Enhancing Web Search by Mining Search and Browse Logs

Huge amounts of search log data have been accumulated in various search engines. Currently, a commercial search engine receives billions of queries and collects tera-bytes of log data on any single day. Other than search log data, browse logs can be collected by client-side browser plug-ins, which record the browse information if users' permissions are granted. Such massive amounts of search/browse log data, on the one hand, provide great opportunities to mine the wisdom of crowds and improve web search results. On the other hand, designing effective and efficient methods to clean, model, and process large scale log data also presents great challenges.

In this tutorial, we will focus on mining search and browse log data for search engines. We will start with an introduction of search and browse log data and an overview of frequently-used data summarization in log mining. We will then elaborate how log mining applications enhance the five major components of a search engine, namely, query understanding, document understanding, query-document matching, user understanding, and monitoring and feedbacks. For each aspect, we will survey the major tasks, fundamental principles, and state-of-the-art methods. Finally, we will discuss the challenges and future trends of log data mining.

The goal of this tutorial is to provide a systematic survey on large-scale search/browse log mining to the IR community. It may help IR researchers to get familiar with the core challenges and promising directions in log mining. At the same time, this tutorial may also serve the developers of web information retrieval systems as a comprehensive and in-depth reference to the advanced log mining techniques.


Daxin Jiang, Ph.D., Researcher, Microsoft Research Asia. Daxin Jiang's research focuses on information retrieval and log data mining. He received Ph.D. in computer science from the State University of New York at Buffalo. He has published extensively in prestigious conferences and journals, and served as a PC member of many conferences. He received the Best Application Paper Award of SIGKDD'08 and the Runner-up for Best Application Paper Award of SIGKDD'04. Daxin Jiang has been working on development of Microsoft search engines, including Live Search and Bing.

Jian Pei, Ph.D., Associate Professor, Associate Director, School of Computing Science, Simon Fraser University.

Jian Pei's research focuses on data mining and analytic queries on various data repositories. With prolific publications in refereed journals and conferences, he is the recipient of several prestigious awards. He is the Associate Editor-in-Chief of IEEE Transactions on Knowledge and Data Engineering (TKDE), and an Associate Editor of 4 premier journals on data mining and analytics, including ACM Transactions on Knowledge Discovery from Data (TKDD). He has served regularly in the organization committees and the Program Committees of numerous international conferences and workshops, such as a PC co-chair of the ICDM 2011 conference. He is a senior member of both ACM and IEEE.

Hang Li, Ph.D., Senior Researcher and Research Manager, Microsoft Research Asia.

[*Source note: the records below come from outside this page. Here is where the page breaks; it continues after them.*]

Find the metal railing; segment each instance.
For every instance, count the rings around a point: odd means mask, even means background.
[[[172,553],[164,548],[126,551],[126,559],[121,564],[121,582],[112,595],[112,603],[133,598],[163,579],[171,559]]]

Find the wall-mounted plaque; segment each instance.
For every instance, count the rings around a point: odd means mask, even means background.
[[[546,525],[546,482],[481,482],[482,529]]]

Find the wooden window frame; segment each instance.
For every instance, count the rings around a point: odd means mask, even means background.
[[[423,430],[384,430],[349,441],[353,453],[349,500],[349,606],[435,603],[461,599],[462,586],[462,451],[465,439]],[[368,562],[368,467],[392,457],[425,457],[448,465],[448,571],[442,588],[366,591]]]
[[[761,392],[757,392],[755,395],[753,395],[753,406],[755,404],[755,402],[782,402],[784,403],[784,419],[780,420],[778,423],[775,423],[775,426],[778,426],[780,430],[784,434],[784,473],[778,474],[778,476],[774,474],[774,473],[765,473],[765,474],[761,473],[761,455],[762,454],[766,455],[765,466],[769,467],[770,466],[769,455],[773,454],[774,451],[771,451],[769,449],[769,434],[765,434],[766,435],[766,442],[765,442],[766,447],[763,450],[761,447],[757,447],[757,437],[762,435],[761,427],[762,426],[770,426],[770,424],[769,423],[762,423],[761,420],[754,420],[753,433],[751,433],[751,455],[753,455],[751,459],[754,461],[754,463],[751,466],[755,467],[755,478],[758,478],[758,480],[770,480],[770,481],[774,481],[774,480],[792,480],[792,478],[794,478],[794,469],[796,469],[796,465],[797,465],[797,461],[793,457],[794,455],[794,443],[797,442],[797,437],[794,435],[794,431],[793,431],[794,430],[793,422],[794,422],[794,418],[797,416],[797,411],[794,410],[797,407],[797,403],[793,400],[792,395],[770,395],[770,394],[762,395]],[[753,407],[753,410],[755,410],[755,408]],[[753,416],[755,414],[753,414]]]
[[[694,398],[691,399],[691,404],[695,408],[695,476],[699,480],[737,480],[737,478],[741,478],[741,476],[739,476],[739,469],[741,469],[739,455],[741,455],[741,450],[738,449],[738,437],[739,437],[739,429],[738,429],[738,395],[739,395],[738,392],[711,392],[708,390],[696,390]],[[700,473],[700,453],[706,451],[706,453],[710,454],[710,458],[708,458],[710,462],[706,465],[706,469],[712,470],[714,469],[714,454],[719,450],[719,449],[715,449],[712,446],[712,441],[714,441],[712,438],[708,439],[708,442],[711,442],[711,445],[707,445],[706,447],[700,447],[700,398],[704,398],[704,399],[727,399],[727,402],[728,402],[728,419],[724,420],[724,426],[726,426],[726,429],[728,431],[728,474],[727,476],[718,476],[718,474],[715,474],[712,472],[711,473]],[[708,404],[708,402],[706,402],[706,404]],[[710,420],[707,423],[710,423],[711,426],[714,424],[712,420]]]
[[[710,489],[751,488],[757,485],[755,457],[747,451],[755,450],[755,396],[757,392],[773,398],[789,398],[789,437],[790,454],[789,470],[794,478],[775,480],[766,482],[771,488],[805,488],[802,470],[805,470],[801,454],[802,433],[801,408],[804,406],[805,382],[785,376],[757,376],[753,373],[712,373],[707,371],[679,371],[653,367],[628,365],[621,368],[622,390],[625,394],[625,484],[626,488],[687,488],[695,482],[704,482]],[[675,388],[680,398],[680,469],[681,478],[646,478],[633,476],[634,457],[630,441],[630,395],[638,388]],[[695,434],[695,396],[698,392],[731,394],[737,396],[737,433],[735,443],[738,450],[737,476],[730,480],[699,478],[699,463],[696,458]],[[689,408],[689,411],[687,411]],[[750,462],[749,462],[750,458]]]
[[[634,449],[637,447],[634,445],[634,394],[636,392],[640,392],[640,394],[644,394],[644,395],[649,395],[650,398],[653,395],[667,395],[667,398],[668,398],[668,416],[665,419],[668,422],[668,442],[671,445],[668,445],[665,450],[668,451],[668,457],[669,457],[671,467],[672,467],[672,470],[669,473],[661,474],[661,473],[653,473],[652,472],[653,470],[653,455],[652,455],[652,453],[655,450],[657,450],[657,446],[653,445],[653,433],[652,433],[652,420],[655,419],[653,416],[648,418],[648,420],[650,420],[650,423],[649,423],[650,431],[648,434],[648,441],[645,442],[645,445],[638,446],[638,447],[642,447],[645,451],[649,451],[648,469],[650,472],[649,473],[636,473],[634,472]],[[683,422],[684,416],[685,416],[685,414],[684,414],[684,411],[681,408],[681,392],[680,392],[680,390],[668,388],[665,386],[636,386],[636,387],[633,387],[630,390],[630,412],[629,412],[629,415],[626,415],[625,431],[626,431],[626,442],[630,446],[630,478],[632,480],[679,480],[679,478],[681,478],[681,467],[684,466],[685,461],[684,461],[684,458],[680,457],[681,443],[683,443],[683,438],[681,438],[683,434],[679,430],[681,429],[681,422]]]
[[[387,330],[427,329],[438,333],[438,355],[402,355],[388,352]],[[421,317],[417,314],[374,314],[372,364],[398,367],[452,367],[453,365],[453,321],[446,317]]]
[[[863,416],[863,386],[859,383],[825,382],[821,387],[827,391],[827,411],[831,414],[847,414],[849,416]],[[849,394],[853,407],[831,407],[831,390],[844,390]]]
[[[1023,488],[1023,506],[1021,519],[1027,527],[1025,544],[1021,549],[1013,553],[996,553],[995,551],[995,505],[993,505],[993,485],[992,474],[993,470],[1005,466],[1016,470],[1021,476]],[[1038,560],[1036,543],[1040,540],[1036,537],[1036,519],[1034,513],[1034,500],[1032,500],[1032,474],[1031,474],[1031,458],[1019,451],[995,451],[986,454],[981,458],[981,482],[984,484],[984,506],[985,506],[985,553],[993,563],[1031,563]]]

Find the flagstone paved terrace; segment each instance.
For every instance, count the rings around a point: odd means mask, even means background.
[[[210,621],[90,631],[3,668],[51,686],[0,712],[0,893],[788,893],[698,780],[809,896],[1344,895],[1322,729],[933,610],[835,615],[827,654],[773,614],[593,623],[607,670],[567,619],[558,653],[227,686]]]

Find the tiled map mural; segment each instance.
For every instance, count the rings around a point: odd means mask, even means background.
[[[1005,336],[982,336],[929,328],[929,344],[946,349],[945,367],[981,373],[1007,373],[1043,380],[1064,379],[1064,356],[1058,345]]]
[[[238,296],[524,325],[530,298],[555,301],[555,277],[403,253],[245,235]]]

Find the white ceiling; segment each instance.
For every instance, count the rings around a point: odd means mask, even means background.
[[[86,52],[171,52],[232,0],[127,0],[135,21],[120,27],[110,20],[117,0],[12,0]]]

Hang Li's research areas include natural language processing, information retrieval, statistical machine learning, and data mining. He graduated from Kyoto University and holds a PhD in computer science from the University of Tokyo. Hang has about 80 publications in international conferences and journals. He is associate editor of ACM Transaction on Asian Language Information Processing and area editor of Journal for Computer and Science Technology, etc. His recent academic activities include PC co-chair of WSDM 2011, senior PC member of WSDM 2010, senior PC member of KDD 2010, area chair of ACL 2010, and PC member of WWW 2010. Hang has been working on development of several products. These include NEC TopicScope, Microsoft SQL Server 2005, Microsoft Office 2007, Microsoft Live Search 2008, and Microsoft Bing 2009.